43. The method of claim 32, wherein said at least one cultureware module includes a plurality of interface features integrated into the module and said step of attaching said at least one cultureware module to said instrumentation base device includes mating the module interface features with interface features on said instrumentation base device.

44. The method of claim 32, wherein said at least one cultureware module includes a plurality of sensors and further comprising the step of sensing fluid circulation rate, temperature and pH of the cell culture medium.

45. The method of claim 32, wherein said at least one cultureware module includes a fluid cycling unit disposed therein and further comprising the step of cycling and mixing fluid of the cell culture medium within the bioreactor.

46. The method of claim 32, further comprising the step of attaching another disposable cultureware module after the step of disposing of said at least one cultureware module.

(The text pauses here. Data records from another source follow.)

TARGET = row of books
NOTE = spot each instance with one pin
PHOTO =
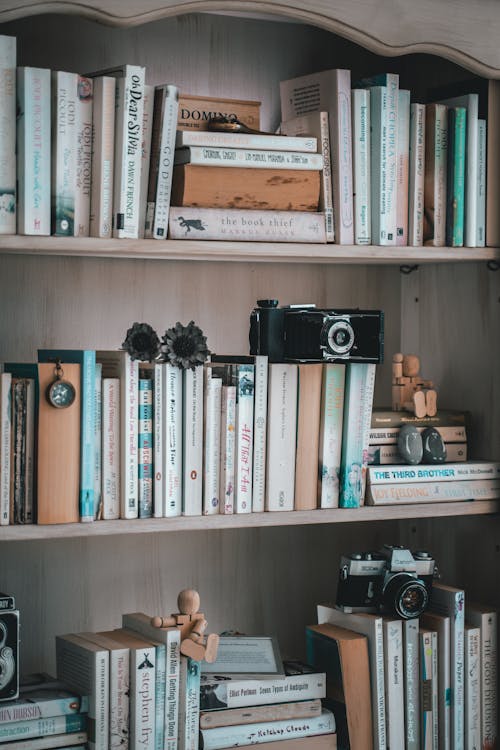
(429, 682)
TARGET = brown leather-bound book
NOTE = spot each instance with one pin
(58, 451)
(246, 187)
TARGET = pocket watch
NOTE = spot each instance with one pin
(61, 393)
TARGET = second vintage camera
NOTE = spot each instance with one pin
(309, 334)
(393, 580)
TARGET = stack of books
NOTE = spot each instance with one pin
(427, 682)
(46, 715)
(243, 186)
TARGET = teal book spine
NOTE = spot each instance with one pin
(457, 128)
(358, 404)
(86, 359)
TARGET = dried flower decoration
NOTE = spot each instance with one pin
(184, 346)
(142, 342)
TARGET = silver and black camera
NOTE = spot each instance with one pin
(306, 333)
(393, 580)
(9, 648)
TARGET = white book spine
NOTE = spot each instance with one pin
(472, 692)
(394, 690)
(417, 172)
(330, 442)
(260, 433)
(281, 443)
(110, 448)
(193, 441)
(64, 151)
(147, 129)
(402, 172)
(33, 151)
(228, 448)
(166, 108)
(172, 440)
(8, 62)
(83, 175)
(128, 151)
(360, 102)
(481, 183)
(158, 449)
(103, 126)
(5, 446)
(211, 487)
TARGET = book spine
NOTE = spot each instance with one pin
(128, 142)
(450, 434)
(147, 129)
(42, 727)
(189, 703)
(98, 441)
(33, 151)
(411, 683)
(402, 173)
(245, 390)
(358, 403)
(172, 440)
(456, 176)
(248, 734)
(282, 427)
(166, 109)
(393, 674)
(243, 224)
(417, 172)
(129, 479)
(472, 688)
(360, 102)
(260, 433)
(330, 439)
(84, 106)
(8, 62)
(211, 487)
(471, 470)
(145, 447)
(5, 446)
(481, 183)
(193, 441)
(110, 448)
(158, 448)
(210, 139)
(103, 127)
(228, 448)
(64, 148)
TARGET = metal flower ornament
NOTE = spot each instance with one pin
(184, 346)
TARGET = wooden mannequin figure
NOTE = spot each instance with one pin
(409, 390)
(192, 625)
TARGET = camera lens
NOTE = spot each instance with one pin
(340, 337)
(405, 596)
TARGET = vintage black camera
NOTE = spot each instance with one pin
(9, 648)
(393, 580)
(306, 333)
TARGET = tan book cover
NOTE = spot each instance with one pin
(242, 187)
(58, 471)
(308, 421)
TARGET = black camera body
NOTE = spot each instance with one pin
(305, 333)
(393, 580)
(9, 648)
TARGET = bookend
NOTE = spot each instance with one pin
(192, 625)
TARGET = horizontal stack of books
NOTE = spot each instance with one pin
(428, 682)
(46, 715)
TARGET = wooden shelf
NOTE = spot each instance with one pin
(260, 252)
(250, 520)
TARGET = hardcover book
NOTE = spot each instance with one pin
(240, 187)
(328, 90)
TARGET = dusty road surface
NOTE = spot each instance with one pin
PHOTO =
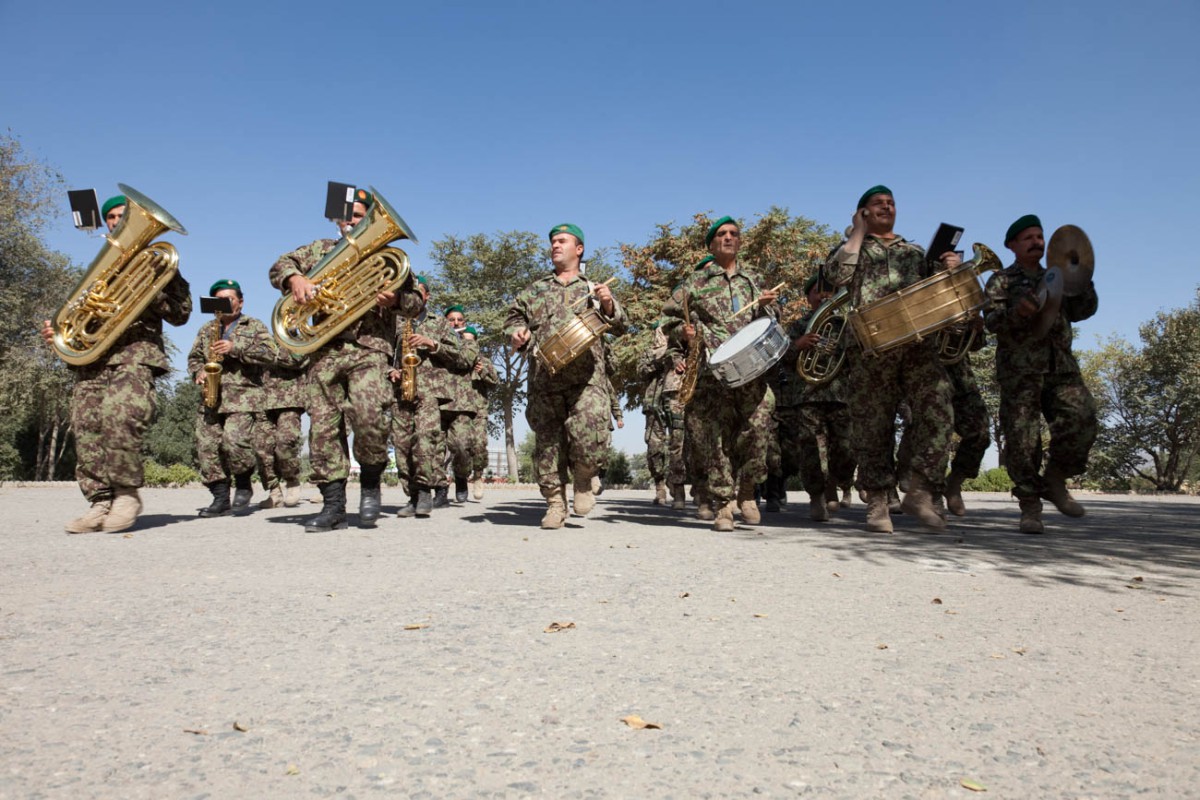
(241, 657)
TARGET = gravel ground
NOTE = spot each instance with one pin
(241, 657)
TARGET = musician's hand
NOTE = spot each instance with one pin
(303, 289)
(951, 259)
(604, 294)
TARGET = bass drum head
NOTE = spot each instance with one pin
(741, 341)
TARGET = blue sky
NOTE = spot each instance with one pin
(485, 116)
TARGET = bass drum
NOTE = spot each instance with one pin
(749, 353)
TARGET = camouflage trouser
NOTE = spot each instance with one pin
(459, 428)
(732, 427)
(355, 378)
(479, 444)
(972, 427)
(1068, 409)
(111, 410)
(816, 422)
(877, 385)
(419, 441)
(277, 444)
(570, 428)
(225, 444)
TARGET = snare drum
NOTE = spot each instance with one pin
(570, 341)
(918, 311)
(749, 353)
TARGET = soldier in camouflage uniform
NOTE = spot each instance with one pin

47. The method of claim 32, further comprising the step of directing an operator through a sequenced run of the cell culture process with the microprocessor control.

48. A method for the production of cells and/or cell-derived products, comprising: providing at least one least one perfusion bioreactor of any one of claims 1 - 10; introducing cells into the bioreactor, and culturing the cells within the bioreactor.

49. The method of claim 48, further comprising harvesting the cells, cell-derived product, or both, from the bioreactor.

50. The method of claim 48 or claim 49, wherein the cell-derived product is a virus or viral vector.

51. The method of claim 50, wherein the virus is influenza virus.